In my opinion, neither of these papers establish that TDD is an effective practice.  Of course, neither of them preclude it from being effective either, so the jury's still out.  And it's entirely possible I've made an error interpreting these findings; I graciously welcome your peer review, dear reader.  In any event, I think Greg Wilson's point stands strong: what are our standards of truth? Why do we do what we think works as opposed to what we've empirically shown to work?


2 comments:

Anonymous said...

Nice post, Jeremy. A few comments:

First, as a bit of context, it looks like the second paper you link to was published in an "Experience Report" track, which has less stringent requirements from a scientific perspective.

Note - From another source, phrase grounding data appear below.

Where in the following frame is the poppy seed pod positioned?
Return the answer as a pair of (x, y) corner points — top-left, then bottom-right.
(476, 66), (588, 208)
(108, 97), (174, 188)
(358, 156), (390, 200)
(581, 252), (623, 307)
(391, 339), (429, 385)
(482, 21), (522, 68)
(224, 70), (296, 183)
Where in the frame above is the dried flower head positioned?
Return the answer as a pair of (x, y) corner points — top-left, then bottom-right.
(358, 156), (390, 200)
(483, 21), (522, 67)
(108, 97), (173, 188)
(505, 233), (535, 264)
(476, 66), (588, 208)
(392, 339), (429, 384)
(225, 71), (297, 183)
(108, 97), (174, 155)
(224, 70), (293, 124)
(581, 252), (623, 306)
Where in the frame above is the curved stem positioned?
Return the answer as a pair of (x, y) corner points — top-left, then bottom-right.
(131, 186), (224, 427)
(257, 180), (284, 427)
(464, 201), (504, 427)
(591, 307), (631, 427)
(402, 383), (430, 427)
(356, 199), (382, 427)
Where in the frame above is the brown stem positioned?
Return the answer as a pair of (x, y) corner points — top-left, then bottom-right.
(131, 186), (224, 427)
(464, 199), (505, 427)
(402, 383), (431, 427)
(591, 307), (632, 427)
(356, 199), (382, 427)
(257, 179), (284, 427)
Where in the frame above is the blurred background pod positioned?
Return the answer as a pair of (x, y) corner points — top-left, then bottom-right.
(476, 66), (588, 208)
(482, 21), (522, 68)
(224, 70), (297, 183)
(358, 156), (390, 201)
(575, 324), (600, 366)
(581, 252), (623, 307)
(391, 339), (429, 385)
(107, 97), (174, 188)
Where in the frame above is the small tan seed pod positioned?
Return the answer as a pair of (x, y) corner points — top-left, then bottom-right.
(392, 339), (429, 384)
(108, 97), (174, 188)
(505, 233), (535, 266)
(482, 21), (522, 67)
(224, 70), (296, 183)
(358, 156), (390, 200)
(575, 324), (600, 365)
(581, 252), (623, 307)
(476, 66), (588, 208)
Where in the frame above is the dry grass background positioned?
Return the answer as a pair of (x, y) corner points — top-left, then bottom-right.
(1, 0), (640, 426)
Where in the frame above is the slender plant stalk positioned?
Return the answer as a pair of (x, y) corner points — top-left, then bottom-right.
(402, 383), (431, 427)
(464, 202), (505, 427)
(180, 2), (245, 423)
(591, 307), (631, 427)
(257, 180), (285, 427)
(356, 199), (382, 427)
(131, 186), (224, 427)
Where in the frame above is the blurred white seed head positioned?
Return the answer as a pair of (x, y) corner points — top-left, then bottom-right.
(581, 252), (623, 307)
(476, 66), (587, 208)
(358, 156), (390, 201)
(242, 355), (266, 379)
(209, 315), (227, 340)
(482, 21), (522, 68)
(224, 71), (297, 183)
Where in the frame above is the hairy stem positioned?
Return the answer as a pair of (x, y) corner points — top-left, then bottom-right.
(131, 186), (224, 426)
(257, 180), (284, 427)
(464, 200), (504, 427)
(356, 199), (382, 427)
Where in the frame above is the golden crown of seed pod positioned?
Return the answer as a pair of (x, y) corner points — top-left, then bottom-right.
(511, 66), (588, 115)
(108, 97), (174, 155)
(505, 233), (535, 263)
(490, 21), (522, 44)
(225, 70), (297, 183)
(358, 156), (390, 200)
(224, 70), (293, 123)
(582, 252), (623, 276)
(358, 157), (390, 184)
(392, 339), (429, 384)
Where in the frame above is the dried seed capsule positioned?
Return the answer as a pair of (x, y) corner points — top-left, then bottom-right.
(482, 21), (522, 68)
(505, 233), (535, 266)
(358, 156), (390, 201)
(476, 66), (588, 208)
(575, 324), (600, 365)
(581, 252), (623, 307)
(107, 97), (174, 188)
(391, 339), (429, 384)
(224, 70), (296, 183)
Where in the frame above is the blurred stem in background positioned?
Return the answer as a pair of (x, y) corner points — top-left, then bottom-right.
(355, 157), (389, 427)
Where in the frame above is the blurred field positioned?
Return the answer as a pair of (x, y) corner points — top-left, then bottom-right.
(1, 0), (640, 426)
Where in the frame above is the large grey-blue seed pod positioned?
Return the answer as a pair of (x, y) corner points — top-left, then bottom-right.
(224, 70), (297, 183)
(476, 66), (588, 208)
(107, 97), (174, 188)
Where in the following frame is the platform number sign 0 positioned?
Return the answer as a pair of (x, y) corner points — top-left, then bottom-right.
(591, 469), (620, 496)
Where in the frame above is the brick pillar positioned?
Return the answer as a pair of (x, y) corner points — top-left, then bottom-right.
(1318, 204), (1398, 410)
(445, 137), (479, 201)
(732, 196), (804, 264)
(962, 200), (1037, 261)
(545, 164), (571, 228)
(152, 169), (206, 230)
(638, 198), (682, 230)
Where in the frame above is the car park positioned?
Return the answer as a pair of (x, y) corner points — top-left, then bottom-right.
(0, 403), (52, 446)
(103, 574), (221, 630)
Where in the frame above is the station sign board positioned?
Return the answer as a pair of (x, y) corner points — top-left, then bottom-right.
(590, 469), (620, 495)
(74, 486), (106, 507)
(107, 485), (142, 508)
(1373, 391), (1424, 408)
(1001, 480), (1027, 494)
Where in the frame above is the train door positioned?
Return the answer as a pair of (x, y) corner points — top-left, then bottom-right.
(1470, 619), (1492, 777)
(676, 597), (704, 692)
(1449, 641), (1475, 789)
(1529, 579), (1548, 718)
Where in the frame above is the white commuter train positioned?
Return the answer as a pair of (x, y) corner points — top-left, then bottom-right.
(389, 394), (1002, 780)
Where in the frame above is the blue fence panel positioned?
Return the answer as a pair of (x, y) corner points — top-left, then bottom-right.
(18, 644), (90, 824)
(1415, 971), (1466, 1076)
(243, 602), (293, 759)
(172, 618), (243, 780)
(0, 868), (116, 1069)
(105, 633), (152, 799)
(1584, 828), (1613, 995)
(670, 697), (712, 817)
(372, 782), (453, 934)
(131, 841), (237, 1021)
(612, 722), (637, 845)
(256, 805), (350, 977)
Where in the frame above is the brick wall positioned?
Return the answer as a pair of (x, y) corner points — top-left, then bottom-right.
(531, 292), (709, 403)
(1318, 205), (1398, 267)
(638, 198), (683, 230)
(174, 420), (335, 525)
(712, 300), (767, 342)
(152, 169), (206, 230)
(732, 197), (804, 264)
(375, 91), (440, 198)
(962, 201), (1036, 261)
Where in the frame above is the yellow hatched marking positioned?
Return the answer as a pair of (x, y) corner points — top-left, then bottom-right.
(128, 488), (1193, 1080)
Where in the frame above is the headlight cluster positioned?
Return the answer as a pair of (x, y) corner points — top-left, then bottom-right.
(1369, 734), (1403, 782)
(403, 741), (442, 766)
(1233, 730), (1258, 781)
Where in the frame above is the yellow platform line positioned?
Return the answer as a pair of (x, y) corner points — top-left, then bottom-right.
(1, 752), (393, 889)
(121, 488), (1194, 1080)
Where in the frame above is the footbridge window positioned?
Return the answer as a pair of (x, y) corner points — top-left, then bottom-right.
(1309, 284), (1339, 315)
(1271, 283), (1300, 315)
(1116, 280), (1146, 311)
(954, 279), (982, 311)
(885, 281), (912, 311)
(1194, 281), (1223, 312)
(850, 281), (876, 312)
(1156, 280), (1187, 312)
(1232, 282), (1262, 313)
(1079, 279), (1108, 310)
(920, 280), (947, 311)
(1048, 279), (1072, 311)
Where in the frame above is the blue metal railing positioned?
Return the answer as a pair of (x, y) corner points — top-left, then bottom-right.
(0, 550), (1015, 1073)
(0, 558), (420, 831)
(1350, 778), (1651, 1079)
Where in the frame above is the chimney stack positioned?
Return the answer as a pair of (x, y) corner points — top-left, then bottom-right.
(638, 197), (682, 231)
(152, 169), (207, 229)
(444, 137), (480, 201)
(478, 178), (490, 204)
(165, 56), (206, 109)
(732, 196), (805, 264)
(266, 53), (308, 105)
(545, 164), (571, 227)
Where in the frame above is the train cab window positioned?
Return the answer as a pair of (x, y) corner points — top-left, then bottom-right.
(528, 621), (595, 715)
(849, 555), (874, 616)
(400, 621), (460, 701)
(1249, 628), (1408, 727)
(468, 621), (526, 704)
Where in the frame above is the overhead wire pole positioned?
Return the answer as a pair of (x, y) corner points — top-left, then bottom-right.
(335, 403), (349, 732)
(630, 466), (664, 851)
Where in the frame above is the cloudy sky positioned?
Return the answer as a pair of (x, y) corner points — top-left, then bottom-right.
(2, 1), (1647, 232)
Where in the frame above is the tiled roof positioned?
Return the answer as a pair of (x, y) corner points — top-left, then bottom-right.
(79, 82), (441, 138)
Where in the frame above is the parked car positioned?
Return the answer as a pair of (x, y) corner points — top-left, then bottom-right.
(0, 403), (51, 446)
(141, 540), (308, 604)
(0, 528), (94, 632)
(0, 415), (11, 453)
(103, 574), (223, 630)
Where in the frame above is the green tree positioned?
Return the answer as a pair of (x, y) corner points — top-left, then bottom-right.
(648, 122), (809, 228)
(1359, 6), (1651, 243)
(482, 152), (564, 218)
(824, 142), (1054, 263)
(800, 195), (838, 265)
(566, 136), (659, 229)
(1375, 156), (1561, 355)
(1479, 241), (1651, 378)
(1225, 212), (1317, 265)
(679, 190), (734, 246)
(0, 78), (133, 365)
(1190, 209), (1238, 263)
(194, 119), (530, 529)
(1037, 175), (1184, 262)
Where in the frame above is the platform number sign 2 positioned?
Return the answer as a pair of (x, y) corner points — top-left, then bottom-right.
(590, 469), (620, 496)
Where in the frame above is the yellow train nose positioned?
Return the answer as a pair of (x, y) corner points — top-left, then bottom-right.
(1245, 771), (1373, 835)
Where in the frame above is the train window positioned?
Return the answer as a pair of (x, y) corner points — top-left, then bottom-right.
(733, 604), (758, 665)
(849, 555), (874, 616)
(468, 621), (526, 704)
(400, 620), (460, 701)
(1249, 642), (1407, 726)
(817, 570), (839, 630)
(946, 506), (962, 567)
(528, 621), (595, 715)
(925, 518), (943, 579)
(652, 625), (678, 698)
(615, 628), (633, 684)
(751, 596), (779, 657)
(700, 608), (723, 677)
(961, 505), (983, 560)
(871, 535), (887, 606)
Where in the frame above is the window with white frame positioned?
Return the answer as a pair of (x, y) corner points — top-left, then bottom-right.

Second, even if it weren't, over time you'll see that the paper that covers all its bases, scientifically speaking, and produces a clear actionable result is a very rare find. That's simply because this is an incredibly messy domain, and studying it in a way that accounts for every confounding variable is quite costly, and in many cases unfeasible. So as you read research in this area, you'll still need to exercise some judgment ("OK, they're not doing this or that, but the effect they report on is quite strong... how much can I trust this finding?"). The situation might be different in a few years, but unfortunately that's the state we're in now.

Incidentally, if the authors don't report on something that you think is important to understand the trustworthiness of a finding, you should feel free to contact them! They'll usually get back to you with sensible answers to your questions, if you ask nicely.

Having said all that, you're right in that using a defect density metric to compare two projects implementing the same requirements is a strange choice, especially with such a wide difference in resulting KLOCs. A total defect count would be better, and apparently, far less impressive from a TDD perspective.

kidjan said...

catenary,

Thanks for the comments, particularly the clarification on where the second article was published.

I guess what I find disturbing about both these papers is they're really putting the cart before the horse--the authors clearly believe in TDD, and from my vantage point, they're looking for information to support the conclusion that TDD is a good practice, rather than trying to prove it's effective. See "texas sharpshooter fallacy" on wikipedia for more info on this error in reasoning.

The first paper, I don't find compelling. But the second paper....I'm struggling to see how it doesn't amount to academic dishonesty. I suppose I should send some email asking some pointed questions, like you mention, but I find it hard to believe they unknowingly presented the data as they did.